Ödül nedeniyle Almanya'nın Baden Baden kentine gelen Petkov'la Alman Die Welt gazetesi konuştu.



Günümüzde gençlerin dünyanın nükleer bir savaşın eşiğine geldiğini daha iyi anlayabilmesi için 1983 yılındaki politik iklime göz atılması gerektiğini hatırlatan Rus yarbay Stanislav Petkov, "NATO, Batı Avrupa'ya Pershing 2 füzelerini yerleştirerek, menzilini Rusya'ya çevirmişti. Güney Kore'ya ait bir yolcu uçağının Rusya tarafından yanlışlık düşürülmesi sonrasında dönemin ABD Başkanı Ronald Reagen, Sovyetler Birliği'ni "Kötülükler İmparatorluğu" olarak nitelendirmişti" dedi.



Bu politik konjektürde Moskova yakınlarındaki kod adı Oko olan, Sovyet erken uyarı sistemi karargahına ev sahipliği yapan, gizli Serpukhov-15 sığınağında nöbetçi subay olarak görev yaptığını belirten Petkov, 26 Eylül 1983 günü işe gittiğini ve rutin bir mesainin gece yarısı 0:15'te "kırmızı bir alarmla" kabusa dönüştüğünü söyledi. 



'KÜÇÜK BİR ŞOK YAŞADIK'

Çalışma ofisinde duvarda asılı duran uydu haritasında Kuzey Amerika'da ABD'ye ait bir askeri tesisin bulunduğu noktada bir nükleer füzenin ateşlendiğini gösteren kırmızı bir işaretin yanıp söndüğünü belirten yarbay Petkov, "Hepimiz küçük bir şok yaşadık. Böyle bir durumu hiç vakit kaybetmeden üstlerime bildirmek zorundaydım. Ancak ben emrimdeki askerlere farklı bir emir vererek, bilgisayarda hata olup olmadığını bana rapor etmelerini istedim. Soğukkanlı düşündüğümde ABD'nin sadece bir nükleer füzeyle saldırmayacağı sonucuna vardım. Saldırı olursa bütün füzeler ateşlenmeliydi" şeklinde konuştu.



'DİZLERİMİN BAĞI ÇÖZÜLDÜ'

"ABD'de bir askeri üste yanlışlıkla bir nükleer füzenin ateşlendiği olasılığını düşündüm, ancak ABD'nin nükleer füzeleri fırlatma sisteminin de bizimki gibi karmaşık olduğunu biliyordum" diyen yarbay Petkov sözlerine şöyle devam etti: "Ama bir karar vermek zorundaydım. İki dakika içinde güvenli bir hattan merkez komutanlığı arayarak, yanlış alarm olduğunu söyledim. Daha telefonu kapatmadan başka füzelerin fırlatıldığı alarmı geldi. Daha sonra sistem analistlerini telefonla arayarak derhal gelmelerini istedim. Masamda kalktığımda dizlerimin tutmadığını fark ettim. Ancak "yanlış alarm" kararında ısrar ettim. Eğer füze gerçekten ateşlendiyse 18 dakika içinde hava sahamızda olması gerekiyordu. Beklemeye başladım. Bu zaman geçtikten sonra hava sahamızda bir şey olmayınca derin bir nefes aldım."

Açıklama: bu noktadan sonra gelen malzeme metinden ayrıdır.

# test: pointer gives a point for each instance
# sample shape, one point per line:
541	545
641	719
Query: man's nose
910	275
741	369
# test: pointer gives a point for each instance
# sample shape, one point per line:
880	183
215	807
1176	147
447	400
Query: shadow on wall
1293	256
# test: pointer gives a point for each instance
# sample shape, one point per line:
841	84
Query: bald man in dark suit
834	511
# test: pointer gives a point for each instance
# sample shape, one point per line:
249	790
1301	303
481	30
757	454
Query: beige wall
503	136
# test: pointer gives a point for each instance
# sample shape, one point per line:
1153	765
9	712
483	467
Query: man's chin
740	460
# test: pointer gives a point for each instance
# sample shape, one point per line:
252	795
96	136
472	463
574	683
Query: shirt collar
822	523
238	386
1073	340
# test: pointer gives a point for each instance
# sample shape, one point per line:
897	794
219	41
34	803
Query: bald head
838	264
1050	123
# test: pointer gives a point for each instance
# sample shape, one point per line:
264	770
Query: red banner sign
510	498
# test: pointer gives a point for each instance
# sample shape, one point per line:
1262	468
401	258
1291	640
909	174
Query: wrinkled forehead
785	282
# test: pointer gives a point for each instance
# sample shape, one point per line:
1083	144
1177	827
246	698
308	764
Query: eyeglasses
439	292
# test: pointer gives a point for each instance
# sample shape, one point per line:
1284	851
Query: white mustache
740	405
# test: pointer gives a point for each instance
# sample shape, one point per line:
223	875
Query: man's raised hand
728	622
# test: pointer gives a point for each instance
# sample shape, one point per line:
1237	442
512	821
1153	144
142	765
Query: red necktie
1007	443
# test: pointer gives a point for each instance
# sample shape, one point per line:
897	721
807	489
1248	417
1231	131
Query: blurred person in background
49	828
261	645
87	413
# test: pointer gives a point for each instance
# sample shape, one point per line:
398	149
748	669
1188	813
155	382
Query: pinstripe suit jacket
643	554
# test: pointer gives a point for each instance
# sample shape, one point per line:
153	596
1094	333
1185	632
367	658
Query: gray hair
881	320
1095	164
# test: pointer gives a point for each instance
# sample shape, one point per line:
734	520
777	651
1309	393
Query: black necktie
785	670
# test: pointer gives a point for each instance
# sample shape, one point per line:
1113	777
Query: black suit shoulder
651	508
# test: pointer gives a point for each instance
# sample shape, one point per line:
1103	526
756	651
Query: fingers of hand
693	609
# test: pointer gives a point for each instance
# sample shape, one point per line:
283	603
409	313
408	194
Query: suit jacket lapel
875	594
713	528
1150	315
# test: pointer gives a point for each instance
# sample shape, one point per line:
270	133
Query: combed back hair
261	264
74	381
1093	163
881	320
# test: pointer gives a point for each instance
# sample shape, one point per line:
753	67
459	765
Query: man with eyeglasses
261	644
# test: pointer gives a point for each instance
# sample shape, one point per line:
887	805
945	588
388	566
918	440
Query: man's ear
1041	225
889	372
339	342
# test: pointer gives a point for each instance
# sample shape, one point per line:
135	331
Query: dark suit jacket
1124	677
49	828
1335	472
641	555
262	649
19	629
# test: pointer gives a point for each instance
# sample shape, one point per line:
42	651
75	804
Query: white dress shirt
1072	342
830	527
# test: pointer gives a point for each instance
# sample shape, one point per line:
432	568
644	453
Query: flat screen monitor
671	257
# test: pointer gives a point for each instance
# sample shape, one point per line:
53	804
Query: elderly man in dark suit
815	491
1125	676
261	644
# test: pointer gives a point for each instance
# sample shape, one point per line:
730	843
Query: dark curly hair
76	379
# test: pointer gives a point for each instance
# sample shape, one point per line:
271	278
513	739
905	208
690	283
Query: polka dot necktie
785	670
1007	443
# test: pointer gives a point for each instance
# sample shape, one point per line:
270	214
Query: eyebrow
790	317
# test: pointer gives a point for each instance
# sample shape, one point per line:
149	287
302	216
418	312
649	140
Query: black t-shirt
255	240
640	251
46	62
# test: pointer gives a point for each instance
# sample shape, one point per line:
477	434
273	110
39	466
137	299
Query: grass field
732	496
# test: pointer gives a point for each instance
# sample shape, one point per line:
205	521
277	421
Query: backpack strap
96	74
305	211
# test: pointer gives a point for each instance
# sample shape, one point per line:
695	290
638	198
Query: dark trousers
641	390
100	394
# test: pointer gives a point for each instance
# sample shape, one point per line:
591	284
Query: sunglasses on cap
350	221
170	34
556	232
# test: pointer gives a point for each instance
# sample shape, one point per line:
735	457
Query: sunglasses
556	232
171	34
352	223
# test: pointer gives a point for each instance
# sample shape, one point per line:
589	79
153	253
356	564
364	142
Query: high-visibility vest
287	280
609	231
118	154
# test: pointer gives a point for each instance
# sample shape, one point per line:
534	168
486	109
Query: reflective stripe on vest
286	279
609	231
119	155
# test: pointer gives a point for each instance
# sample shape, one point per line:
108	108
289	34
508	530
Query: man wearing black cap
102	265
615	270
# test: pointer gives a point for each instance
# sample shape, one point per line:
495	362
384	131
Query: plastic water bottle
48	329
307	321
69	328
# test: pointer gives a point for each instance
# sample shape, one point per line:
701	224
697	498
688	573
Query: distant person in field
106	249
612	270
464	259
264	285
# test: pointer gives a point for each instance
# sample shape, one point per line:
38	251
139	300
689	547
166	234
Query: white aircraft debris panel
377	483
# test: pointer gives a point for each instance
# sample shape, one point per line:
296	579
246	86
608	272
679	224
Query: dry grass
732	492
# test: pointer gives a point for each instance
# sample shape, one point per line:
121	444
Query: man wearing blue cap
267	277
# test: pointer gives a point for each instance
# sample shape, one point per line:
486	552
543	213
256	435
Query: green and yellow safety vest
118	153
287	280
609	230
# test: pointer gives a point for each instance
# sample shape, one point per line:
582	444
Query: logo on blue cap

"GÜNEŞ IŞINLARI BİZİ YANILTTI'

O gece gerçekte neler yaşandığını ise ancak 6 ay sonra öğrenebildiğini belirten Petkov, "Milyarda olabilecek bir olay başımıza gelmişti. Güneş ışınlarının yüksek bulutlardaki yansıması, ABD askeri üssüne yansımış, bu durum uydu erken uyarı sistemince füze olarak algılanmıştı" dedi.